Paul Kengor, The Pope and a President: John Paul II, Ronald Reagan, and the Extraordinary Untold Story of the 20th Century (ISI, 2017)

This book traces not only the remarkable working friendship of Regan and John Paul, but narrates the entire story of the struggle between European Communism and the Church. Surprisingly, the book’s common thread comes from Our Lady of Fatima, predicting Russia’s errors and uniting the faithful in prayer, as well as guiding not only John Paul but also Reagan. The two men recognized their providential role in what Reagan called the Divine Plan to end Communism in Europe. Portraits of many other key characters (on both sides) emerge: Stalin, Pope Pius XII, Roosevelt, John F. Kennedy, Bishop Fulton Sheen, and Gorbachev. Kengor presents extraordinary connections between the two figures: both were actors, deep men of prayer, survived assassination attempts only months apart, and played key leadership roles in the world. The book presents ground breaking research to make a compelling and undeniable case that the two great men worked together closely and succeeded in bringing freedom to Eastern Europe.

Pope St. John Paul II/Karol Wojtyła, In God’s Hands: The Spiritual Diaries 1962-2003 (Harper One, 2017)

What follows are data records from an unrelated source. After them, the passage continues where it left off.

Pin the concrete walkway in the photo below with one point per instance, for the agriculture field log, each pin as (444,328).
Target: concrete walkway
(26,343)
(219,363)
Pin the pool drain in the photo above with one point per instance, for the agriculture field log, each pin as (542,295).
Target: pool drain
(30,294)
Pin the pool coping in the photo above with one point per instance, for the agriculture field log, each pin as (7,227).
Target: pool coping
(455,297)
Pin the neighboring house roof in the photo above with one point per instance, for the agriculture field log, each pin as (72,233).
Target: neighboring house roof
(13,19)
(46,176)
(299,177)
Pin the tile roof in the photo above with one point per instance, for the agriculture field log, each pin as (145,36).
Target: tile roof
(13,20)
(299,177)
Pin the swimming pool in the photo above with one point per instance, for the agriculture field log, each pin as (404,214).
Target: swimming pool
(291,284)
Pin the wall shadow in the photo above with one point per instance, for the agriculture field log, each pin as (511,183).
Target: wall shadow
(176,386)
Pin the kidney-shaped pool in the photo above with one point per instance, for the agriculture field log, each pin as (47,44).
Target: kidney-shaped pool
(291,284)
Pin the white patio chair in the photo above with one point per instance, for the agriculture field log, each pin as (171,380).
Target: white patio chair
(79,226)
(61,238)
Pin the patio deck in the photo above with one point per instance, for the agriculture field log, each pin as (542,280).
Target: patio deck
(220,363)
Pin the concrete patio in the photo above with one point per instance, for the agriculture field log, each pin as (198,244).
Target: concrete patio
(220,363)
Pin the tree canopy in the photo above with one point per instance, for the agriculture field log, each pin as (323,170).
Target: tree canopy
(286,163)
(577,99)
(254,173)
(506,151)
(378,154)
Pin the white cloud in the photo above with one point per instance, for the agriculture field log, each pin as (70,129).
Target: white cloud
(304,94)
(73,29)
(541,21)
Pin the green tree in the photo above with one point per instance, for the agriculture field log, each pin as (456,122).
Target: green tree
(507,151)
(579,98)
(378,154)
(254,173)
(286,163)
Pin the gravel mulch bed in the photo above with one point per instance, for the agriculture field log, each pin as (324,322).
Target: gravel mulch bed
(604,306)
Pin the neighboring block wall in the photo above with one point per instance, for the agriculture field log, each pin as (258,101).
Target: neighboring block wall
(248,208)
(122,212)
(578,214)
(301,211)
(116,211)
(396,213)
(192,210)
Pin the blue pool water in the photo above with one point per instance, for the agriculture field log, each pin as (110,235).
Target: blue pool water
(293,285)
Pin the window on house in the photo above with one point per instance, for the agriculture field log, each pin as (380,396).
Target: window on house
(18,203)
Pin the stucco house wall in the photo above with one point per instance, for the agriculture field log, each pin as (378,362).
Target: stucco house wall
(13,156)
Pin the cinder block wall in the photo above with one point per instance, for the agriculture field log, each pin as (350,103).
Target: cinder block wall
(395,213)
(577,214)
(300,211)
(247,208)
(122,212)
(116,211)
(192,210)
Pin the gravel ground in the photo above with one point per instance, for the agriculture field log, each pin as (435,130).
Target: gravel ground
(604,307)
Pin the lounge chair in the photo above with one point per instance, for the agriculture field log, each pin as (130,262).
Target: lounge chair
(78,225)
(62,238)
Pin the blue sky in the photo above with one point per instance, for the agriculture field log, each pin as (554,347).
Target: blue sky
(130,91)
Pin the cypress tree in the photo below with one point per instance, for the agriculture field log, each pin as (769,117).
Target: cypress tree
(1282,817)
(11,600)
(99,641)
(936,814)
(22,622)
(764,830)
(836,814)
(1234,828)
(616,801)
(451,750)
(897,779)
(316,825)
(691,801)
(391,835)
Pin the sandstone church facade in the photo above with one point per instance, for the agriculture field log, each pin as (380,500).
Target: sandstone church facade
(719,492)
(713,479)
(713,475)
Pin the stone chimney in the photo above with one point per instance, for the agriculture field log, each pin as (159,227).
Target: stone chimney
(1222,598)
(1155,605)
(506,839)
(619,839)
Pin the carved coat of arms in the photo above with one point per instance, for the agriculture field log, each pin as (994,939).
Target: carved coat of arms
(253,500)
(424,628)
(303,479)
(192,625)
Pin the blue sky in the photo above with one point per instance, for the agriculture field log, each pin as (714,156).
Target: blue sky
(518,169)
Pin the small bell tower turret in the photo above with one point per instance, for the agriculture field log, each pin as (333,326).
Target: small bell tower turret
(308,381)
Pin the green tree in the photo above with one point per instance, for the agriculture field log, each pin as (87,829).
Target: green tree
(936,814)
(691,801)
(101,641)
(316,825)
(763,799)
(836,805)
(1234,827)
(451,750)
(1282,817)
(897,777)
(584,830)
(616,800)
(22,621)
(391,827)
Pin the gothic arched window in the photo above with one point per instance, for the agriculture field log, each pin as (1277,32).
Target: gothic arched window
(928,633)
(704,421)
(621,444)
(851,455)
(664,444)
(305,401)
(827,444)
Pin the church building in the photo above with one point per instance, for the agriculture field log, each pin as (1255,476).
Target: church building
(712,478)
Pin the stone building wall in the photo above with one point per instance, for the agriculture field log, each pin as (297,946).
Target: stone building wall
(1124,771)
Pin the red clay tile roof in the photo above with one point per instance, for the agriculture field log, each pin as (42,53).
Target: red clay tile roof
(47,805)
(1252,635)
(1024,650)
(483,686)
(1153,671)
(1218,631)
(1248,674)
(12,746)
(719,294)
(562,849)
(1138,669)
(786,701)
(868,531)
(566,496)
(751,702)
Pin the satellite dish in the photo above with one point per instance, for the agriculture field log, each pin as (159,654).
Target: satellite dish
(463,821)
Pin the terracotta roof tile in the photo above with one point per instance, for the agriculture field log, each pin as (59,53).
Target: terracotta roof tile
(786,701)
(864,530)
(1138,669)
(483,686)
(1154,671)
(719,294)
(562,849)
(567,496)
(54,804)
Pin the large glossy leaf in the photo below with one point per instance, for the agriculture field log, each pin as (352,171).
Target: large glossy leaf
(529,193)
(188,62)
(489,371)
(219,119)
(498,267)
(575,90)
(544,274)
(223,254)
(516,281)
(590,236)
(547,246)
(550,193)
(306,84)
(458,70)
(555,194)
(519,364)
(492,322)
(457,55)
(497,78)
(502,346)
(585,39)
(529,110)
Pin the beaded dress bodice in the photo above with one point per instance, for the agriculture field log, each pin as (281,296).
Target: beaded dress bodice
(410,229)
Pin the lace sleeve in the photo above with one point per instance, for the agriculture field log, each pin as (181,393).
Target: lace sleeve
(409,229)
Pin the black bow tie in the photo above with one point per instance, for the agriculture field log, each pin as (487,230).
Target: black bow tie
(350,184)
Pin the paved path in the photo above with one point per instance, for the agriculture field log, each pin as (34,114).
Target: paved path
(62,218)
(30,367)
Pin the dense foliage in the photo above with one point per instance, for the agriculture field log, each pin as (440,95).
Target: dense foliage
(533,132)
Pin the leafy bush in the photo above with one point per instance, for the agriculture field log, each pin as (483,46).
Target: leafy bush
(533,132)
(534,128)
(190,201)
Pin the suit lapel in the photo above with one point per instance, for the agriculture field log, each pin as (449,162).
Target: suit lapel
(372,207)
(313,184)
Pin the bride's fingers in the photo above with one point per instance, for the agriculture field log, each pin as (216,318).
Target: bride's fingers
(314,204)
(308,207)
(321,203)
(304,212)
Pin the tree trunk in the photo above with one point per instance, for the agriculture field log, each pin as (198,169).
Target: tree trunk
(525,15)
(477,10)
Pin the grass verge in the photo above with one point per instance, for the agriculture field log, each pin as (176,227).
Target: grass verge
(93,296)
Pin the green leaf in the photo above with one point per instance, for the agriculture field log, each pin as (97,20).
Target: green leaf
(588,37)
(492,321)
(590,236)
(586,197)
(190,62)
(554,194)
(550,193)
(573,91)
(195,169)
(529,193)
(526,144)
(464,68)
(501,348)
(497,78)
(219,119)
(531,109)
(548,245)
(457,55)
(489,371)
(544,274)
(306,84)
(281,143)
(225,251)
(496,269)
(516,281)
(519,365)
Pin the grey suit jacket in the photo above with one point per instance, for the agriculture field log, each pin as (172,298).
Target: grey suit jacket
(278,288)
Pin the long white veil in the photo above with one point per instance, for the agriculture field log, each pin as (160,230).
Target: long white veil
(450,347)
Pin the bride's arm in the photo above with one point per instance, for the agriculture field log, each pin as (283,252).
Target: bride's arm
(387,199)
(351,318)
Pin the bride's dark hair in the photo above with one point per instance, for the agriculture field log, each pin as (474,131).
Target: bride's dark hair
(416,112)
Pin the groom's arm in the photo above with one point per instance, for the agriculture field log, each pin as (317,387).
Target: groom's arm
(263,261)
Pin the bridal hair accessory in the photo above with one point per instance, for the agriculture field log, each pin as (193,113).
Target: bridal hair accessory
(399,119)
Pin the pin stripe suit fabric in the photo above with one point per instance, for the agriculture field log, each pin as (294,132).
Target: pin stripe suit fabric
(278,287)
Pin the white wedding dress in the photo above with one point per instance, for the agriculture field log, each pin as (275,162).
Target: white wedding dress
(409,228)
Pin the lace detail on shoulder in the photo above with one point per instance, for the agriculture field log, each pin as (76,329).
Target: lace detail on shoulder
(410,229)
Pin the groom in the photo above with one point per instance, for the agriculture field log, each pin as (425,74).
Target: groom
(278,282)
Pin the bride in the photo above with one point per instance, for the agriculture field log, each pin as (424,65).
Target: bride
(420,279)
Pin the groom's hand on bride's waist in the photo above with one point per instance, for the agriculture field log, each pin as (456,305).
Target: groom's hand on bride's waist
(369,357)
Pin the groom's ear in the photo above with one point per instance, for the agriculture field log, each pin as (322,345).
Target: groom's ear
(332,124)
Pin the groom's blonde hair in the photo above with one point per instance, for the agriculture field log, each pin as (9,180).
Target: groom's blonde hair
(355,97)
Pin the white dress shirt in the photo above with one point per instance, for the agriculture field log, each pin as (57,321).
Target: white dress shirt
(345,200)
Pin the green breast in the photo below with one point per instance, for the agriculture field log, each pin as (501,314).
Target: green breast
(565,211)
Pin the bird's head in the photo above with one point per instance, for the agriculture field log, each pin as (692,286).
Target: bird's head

This book gives us inside access to John Paul’s prayer life by presenting notes of his regular retreats from his time as a bishop through most of his papacy. It’s somewhat misnamed, as the book consists in his notebooks responding to the retreat material, not a normal diary. It reinforces what we know about the Pope: his strong focus on the Eucharist, his Marian spirituality of uniting our intentions to her fiat, and his concern as a bishop for the evangelization of his people. There are many gems, such as the following: “The most appropriate effects of the redemption in the human being are deeds that stem from it – deeds that through Mary are rooted in Christ, through one’s belong it Her, and that are simultaneously in accordance with Christ’s law, with His gospel” (10). The book will not disappoint those looking to enter more deeply into the spirituality of John Paul.